Since Monday morning, the Clemson area has received close to seven inches of rain. It has rained all day long, going on four straight days now.

When the rain comes down like it has this week, the practice fields outside the Allen Reeves Football complex are useless. The ground is too saturated, and the fields can easily be torn up, and a torn-up field can lead to injuries.

Luckily for the second-ranked Tigers they have the Poe Indoor Practice Facility, the football program’s own indoor facility that allows it to stay inside and practice on a full-length practice field in a controlled climate.
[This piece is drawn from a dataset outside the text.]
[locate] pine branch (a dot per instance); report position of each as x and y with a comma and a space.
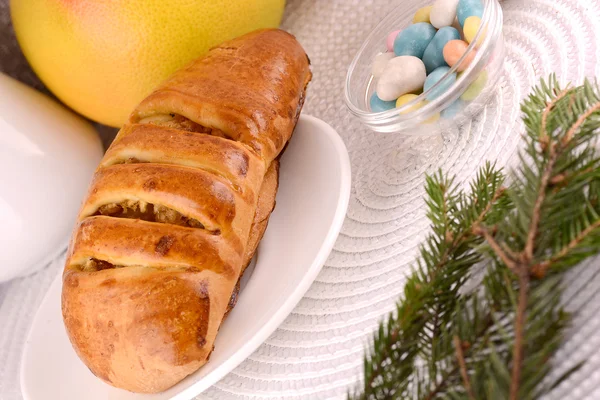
496, 341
“I literally was talking about that today with a couple of different guys,” head coach Dabo Swinney said following Wednesday’s practice as Clemson gets set to host Duke on Saturday at Death Valley. “I was reminiscing of when we did not have it and how chaotic that was. It is such a blessing. That is all I can say.”

The Tigers first got the indoor facility in December of 2012, just before their big win over LSU in the 2012 Chick-fil-A Bowl in Atlanta.

Prior to December of 2012, when it rained, Clemson had to use the indoor track facility to hold practice. However, it was not much of a practice.

“We were just inefficient. I mean, we could not practice,” Swinney said. “There was nowhere to go. All you could do was a walk through. You could not do anything full speed. There was nowhere to do it full speed.

“We would go into the indoor track and throw out a piece of carpet, but you couldn’t do anything on it other than like I said, a walk through. You couldn’t get the team in there. It was what it was. You didn’t know anything, but we made it work. It was a constant juggling of the schedule.”

These days the Tigers don’t even go outside when it rains. The Poe Indoor Practice Facility is connected to the Allen Reeves Football Complex, so they walk through the weight room and down a ramp to get into the indoor facility.

Though it rained Monday, Tuesday and Wednesday this week, Clemson was able to get a complete practice in all three days, as it prepares for the Blue Devils.

Swinney says they are very blessed to have such a facility because there are a lot of programs that still don’t have one.

“Whereas now, we don’t even think about (the rain). There is no altering planning. ‘Oh, it is bad weather! No problem!’ It is the same thing,” the Clemson coach said. “I remember one year (prior to the indoor facility) it rained, and it rained, and we hardly ever practiced. Like legit practice. It takes a toll, it really does.”

It also affected summer workouts as well when the Tigers did not have the indoor facility.

“These guys have skills and drills and things like that, and then all of a sudden they get washed out and you just missed a day,” Swinney said. “That indoor facility is one of the best things that has happened around here for us, as far as being able to develop our team and to have consistency in our preparation and so forth, in-season and off-season.”

Since the Tigers moved into the indoor facility, Clemson is 72-9, an .889 win-percentage.